As the dominant payer for hospital & long-term nursing care in the US, the Centers for Medicare & Medicaid Services have considerable leverage over the healthcare industry – when leadership chooses to use it.
It’s refreshing to see CMS continuing to creatively use this leverage to push for higher standards of care in their newly finalized regulations that dictate certain requirements that need to be met in order for a provider to be able to participate in Medicare or Medicaid.
These changes, which take effect on October 1, 2024, are part of the FY 2025 Hospital Inpatient Prospective Payment System & Long-Term Care Hospital Prospective Payment System Final Rule.
The updated requirements focus on improving patient outcomes and ensuring that Medicare and Medicaid funds are used to support quality care. Here are some of the key features of the new rules:
Long-Term Care Hospital Quality Reporting
Long-term care facilities (nursing care facilities) provide critical care to patients with complex medical needs, often over extended periods- and CMS is also the dominant payer for these services – giving them tremendous leverage.
The updated Quality Reporting Program for skilled nursing facilities will now require more comprehensive reporting on various quality measures, including patient outcomes and healthcare-associated infections.
These changes are designed to incentivize them to focus on preventing infections and improving overall patient safety. By refining the reporting requirements, CMS is driving long term care facilities to prioritize quality care for some of the most vulnerable patients in the healthcare system.
Reducing Hospital Readmissions
Reducing unnecessary hospital readmissions has been a longstanding goal of CMS ever since the Affordable Care Act was implemented (which introduced the opportunity to drive positive change by punishing hospitals that have too many unnecessary hospital readmissions (usually due to poor discharge planning).
The new rules now include refined measures that better reflect the complexities of patient care and the various factors that contribute to readmissions. By penalizing hospitals with higher-than-expected readmission rates, CMS is encouraging providers to improve discharge planning, follow-up care, and patient education— core elements in reducing readmissions and enhancing overall patient outcomes.
Reducing Hospital-Acquired Conditions & Infections
Hospital-acquired conditions are avoidable infections and complications that can lead to significant patient harm. CMS’s updated HAC Reduction Program in the upcoming regulations aims to reduce the incidence of these conditions by penalizing hospitals who have high HAC rates.
The new regulations introduce updated measures and benchmarks that align more closely with the latest evidence on preventing these conditions.
Hospital Respiratory Infection Data Reporting
For the last 4 years CMS has been placing a strong emphasis on the importance of respiratory infection data. The new regulations require hospitals to report detailed data on respiratory infections that can be used tracking trends, identifying potential outbreaks early, and improving preparedness for future respiratory pandemics.

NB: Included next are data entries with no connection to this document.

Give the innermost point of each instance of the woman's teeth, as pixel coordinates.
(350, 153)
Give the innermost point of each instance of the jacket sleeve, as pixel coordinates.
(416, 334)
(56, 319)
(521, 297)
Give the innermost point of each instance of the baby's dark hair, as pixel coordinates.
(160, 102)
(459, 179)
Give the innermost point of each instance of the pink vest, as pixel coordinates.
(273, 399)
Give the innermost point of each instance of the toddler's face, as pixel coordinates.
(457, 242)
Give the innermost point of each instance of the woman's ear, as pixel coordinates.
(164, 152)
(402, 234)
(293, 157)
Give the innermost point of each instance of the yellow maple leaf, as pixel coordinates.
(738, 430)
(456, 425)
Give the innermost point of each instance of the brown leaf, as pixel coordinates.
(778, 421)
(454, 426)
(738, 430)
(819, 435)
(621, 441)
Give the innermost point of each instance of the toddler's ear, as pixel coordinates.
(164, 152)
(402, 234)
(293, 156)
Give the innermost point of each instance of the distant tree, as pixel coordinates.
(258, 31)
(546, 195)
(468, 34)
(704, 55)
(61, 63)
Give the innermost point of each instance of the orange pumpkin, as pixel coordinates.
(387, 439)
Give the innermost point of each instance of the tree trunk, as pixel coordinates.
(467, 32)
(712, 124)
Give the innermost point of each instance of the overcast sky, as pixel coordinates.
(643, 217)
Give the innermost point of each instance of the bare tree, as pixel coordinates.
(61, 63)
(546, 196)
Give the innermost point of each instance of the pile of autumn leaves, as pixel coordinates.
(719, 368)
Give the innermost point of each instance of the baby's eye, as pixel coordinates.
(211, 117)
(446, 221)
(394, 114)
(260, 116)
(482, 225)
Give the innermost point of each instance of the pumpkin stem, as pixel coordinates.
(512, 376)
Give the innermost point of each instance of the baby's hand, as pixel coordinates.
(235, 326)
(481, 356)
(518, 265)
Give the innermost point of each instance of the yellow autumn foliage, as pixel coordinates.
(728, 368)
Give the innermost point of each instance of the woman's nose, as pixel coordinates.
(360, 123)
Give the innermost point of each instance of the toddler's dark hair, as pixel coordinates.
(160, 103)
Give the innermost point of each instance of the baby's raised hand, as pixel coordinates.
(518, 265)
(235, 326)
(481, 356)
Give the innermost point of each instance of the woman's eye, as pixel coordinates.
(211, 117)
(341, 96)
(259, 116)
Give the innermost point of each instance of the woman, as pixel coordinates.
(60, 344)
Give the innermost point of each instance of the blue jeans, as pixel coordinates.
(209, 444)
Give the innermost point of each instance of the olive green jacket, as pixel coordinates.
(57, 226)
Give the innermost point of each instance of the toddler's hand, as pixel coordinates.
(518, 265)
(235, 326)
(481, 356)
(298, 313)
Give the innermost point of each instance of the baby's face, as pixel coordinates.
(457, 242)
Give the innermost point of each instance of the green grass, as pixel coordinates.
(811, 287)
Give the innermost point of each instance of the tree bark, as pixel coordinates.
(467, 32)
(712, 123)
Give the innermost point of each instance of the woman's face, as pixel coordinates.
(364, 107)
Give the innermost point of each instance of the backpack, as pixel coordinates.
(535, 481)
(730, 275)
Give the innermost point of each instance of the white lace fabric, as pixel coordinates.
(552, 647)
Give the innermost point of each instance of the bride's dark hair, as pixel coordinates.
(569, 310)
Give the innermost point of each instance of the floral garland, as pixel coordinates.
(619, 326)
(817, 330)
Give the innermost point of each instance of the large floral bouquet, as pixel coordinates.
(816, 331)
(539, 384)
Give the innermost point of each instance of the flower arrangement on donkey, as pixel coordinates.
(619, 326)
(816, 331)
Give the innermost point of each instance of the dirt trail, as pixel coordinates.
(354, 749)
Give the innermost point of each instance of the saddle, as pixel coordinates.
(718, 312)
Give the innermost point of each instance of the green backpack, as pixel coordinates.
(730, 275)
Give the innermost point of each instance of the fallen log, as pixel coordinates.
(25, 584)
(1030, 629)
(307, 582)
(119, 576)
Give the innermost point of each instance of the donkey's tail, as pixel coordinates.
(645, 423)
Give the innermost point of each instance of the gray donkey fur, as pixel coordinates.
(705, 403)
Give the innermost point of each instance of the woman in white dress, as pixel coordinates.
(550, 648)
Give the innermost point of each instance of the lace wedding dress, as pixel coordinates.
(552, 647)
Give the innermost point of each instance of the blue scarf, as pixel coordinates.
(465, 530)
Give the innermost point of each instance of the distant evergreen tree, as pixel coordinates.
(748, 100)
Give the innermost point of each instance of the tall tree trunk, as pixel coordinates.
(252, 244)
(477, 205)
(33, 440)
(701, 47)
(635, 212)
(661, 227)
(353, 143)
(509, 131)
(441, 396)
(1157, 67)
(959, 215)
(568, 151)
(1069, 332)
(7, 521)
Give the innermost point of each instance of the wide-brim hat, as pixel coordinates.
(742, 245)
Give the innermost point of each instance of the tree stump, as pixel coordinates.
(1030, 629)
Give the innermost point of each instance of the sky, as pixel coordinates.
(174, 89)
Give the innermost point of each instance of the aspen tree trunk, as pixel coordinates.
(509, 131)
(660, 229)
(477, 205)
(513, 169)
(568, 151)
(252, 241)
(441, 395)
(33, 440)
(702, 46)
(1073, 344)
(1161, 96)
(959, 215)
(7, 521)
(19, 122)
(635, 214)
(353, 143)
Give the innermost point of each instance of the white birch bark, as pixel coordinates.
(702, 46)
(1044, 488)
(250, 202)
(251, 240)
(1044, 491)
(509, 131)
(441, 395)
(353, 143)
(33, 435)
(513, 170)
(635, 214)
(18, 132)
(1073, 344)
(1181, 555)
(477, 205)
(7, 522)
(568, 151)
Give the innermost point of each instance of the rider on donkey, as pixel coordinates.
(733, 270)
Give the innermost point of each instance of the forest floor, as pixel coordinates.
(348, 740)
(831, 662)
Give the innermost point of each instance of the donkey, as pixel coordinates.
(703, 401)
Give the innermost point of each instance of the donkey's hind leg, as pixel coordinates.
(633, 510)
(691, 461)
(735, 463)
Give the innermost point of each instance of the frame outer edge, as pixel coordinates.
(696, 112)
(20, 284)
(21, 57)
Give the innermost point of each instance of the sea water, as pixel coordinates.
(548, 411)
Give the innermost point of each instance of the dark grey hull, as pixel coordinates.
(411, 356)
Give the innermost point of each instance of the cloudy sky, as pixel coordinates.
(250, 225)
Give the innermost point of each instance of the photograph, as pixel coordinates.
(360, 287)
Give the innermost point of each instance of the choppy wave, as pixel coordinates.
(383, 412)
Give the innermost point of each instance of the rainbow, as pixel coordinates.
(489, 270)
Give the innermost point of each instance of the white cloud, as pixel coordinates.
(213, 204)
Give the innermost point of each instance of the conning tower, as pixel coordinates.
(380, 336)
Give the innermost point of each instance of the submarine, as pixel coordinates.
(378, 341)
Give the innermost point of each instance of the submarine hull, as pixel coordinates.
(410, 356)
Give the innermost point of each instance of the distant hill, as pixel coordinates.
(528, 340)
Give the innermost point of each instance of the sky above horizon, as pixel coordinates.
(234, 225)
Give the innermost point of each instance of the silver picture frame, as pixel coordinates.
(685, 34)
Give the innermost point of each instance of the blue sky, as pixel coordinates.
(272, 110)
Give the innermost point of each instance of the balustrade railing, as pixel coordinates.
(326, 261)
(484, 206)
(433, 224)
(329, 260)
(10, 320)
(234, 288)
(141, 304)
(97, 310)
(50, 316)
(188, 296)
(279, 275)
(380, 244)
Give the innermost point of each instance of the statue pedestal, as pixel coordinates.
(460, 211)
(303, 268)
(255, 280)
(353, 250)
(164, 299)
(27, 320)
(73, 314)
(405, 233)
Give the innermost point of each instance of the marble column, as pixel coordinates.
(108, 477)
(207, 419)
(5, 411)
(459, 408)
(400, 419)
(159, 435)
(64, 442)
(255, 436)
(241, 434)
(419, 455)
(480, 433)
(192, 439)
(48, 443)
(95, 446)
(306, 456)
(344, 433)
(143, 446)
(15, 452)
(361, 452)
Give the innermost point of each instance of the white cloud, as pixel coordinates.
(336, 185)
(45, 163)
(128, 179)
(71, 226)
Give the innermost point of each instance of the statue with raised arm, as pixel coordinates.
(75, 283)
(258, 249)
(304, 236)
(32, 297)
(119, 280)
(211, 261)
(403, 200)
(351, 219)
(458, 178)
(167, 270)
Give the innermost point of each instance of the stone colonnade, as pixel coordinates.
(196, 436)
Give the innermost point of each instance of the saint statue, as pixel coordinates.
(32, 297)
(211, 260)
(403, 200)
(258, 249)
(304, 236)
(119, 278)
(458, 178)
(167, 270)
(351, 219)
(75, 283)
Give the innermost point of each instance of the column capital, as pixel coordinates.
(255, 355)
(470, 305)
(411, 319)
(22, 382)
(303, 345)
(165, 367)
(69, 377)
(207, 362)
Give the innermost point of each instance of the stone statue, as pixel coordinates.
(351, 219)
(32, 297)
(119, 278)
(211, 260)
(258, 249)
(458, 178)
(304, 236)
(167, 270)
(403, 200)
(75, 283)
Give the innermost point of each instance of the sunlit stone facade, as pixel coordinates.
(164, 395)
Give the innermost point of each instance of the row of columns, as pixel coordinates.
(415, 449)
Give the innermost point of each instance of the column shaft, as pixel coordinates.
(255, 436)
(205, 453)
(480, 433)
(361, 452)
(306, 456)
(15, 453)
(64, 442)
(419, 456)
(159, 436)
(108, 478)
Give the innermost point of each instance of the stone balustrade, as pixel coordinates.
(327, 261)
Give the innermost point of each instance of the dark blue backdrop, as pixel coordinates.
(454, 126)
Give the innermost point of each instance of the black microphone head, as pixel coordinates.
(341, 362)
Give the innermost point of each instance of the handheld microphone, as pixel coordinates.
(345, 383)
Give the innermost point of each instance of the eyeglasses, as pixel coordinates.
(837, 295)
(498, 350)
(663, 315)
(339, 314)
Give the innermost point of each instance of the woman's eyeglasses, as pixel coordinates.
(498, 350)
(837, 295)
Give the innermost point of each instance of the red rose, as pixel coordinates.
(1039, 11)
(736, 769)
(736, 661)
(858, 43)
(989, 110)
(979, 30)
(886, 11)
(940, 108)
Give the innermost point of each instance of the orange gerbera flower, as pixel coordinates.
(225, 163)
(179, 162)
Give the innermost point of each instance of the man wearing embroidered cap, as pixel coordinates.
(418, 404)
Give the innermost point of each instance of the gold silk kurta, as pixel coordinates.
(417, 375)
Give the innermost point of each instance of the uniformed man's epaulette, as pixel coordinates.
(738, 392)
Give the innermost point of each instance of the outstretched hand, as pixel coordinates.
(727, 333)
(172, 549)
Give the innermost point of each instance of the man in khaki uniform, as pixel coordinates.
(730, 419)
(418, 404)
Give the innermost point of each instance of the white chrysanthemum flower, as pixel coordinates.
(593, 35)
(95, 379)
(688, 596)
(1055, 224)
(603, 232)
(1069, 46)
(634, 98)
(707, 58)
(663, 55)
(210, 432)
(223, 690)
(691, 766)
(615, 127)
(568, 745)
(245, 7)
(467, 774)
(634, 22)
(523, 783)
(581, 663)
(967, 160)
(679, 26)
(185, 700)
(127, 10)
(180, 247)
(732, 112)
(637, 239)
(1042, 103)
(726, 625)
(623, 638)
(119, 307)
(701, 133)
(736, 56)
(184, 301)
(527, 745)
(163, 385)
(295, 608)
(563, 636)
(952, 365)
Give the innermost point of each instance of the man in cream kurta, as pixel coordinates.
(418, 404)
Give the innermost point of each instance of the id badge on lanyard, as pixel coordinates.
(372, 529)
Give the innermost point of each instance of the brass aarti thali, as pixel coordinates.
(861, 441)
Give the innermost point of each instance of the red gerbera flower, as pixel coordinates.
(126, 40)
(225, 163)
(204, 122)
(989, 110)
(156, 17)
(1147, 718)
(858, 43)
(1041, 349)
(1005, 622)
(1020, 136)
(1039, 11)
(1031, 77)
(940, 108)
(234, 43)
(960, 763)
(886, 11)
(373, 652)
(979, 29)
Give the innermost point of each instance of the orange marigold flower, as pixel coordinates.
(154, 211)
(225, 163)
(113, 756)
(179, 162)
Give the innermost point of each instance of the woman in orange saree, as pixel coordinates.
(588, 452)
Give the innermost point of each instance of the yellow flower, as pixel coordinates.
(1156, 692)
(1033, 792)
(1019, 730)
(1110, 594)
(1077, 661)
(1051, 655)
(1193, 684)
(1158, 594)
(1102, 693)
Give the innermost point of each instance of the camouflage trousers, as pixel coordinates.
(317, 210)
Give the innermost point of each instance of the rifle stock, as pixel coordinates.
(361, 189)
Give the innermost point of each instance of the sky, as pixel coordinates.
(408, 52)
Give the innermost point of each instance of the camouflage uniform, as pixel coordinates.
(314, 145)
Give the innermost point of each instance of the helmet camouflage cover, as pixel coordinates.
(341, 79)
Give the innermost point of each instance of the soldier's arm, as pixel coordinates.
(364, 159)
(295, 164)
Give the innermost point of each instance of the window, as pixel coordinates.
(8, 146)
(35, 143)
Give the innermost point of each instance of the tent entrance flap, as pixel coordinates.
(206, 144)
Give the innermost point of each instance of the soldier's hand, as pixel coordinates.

By mandating these reports, CMS is requiring hospitals who want to continue to get reimbursement from Medicare or Medicaid to improve their infection control practices and to be more vigilant in monitoring and responding to respiratory health threats.
Brief Mention of Other Changes
In addition to these major updates, CMS has also amended other programs, such as the Value-Based Purchasing Program and the Medicare Promoting Interoperability Program. These updates are part of a broader strategy to improve care quality across the healthcare system.
These new rules demonstrate that the agency under (its current leadership) is committed to using its considerable power to drive meaningful improvements in healthcare quality.
These new welcome regulations – which focus on reimbursement incentives – (both carrots and sticks) signal a positive shift towards a more accountable and patient-centered healthcare system, ultimately benefiting patients, taxpayer, and those who contribute to the Medicare Trust Fund through their payroll taxes.